Minister of Health Mam Bun Heng said on Wednesday that the 2019 Novel Coronavirus (2019-nCoV) can be transmitted between people, but it is unlikely it will spread here given Cambodia’s hot climate.
Speaking to The Post, Bun Heng said the coronavirus cannot survive in temperatures higher than 30C, and hence, people-to-people infections are unlikely here.
For the virus to spread in Cambodia, the person would have to come into very close contact with a carrier without wearing any protective gear.

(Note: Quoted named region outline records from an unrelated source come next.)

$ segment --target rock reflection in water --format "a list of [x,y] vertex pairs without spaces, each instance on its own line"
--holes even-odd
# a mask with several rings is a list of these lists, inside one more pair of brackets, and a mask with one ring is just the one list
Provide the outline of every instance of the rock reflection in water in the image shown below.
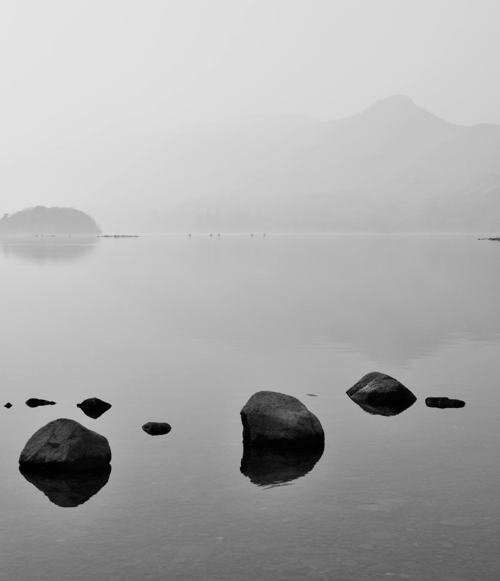
[[282,486],[310,472],[324,450],[324,446],[308,450],[244,444],[240,470],[258,486]]
[[20,467],[23,476],[60,507],[77,507],[96,494],[109,480],[109,465],[91,470],[53,472]]
[[360,401],[356,401],[354,400],[352,400],[352,401],[367,414],[371,414],[372,415],[385,415],[387,417],[391,415],[397,415],[398,414],[400,414],[402,411],[411,407],[415,403],[412,401],[411,403],[392,403],[390,405],[385,406],[369,406],[368,404],[361,403]]

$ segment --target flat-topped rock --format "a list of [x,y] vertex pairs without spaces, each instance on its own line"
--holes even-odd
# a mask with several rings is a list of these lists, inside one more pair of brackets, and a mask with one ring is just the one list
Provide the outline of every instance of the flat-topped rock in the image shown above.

“The virus lives in mucus. It can be transmitted from one person to another, so we still have to be careful,” he stressed, adding that no new incidents of infection have been reported in the Kingdom.
On Monday, the government reported Cambodia’s first and, so far, only case. Jia Jianhua, 60, tested positive when he checked into a hospital in Sihanoukville with flu-like symptoms.
He had landed in Sihanoukville aboard a flight on January 23 from Wuhan city, where the pandemic started.
Bun Heng said that Jia is being treated at a local hospital and is in good condition. He will be in isolation for 14 days, and after that, the ministry will decide if he can be discharged.
Chim Pheaktra, a former employee at Pasteur Institute, told The Post on Wednesday that wearing a mask does not protect one completely against the virus given its size.
The virus is about 0.125 micrometres in size, which is smaller than bacteria.
Moreover, Pheaktra said Cambodians don’t need to wear a mask because temperatures here do not allow the virus to survive.
He said the virus only thrives in temperatures below 20C. In hotter climates, it can only be transmitted when a person comes into very close contact (less than 1m) with a carrier without wearing any protective gear.
“Infections are unlikely here because our country is just too hot. Only one case has been reported so far in the Kingdom, so people that are not living in areas where the virus has been reported don’t need to wear a mask.”
The Ministry of Health recently issued a statement instructing citizens to avoid close contact with patients suffering from infections of the respiratory tract or who have visited the Huanan seafood market in Wuhan city.
The ministry also asked people to wash their hands after touching animals and to cook meat and eggs thoroughly before consuming it. It told the public to cover their nostrils and mouth with a krama, handkerchief or tissue when coughing or sneezing.
The ministry asked people to avoid touching the face after touching animals, animal products, substandard meat, animal droppings or animal body fluids in markets. It also asked people to avoid spitting in public places.
Additionally, people must use different cutting boards and knives for raw and cooked foods and clean their hands after touching food, kitchen equipment or coming into contact with places that sell live animals. Everyone must wash their hands at least once a day.
If you have a fever of 38C or higher and one of these symptoms – coughing, runny nose, sore throat, shortness of breath and difficulty breathing; and if you have travelled to China recently, you must immediately call the emergency number at 115.
The Ministry of Health said seniors and those suffering from conditions such as asthma, diabetes and heart disease are at higher risk if they contract the virus.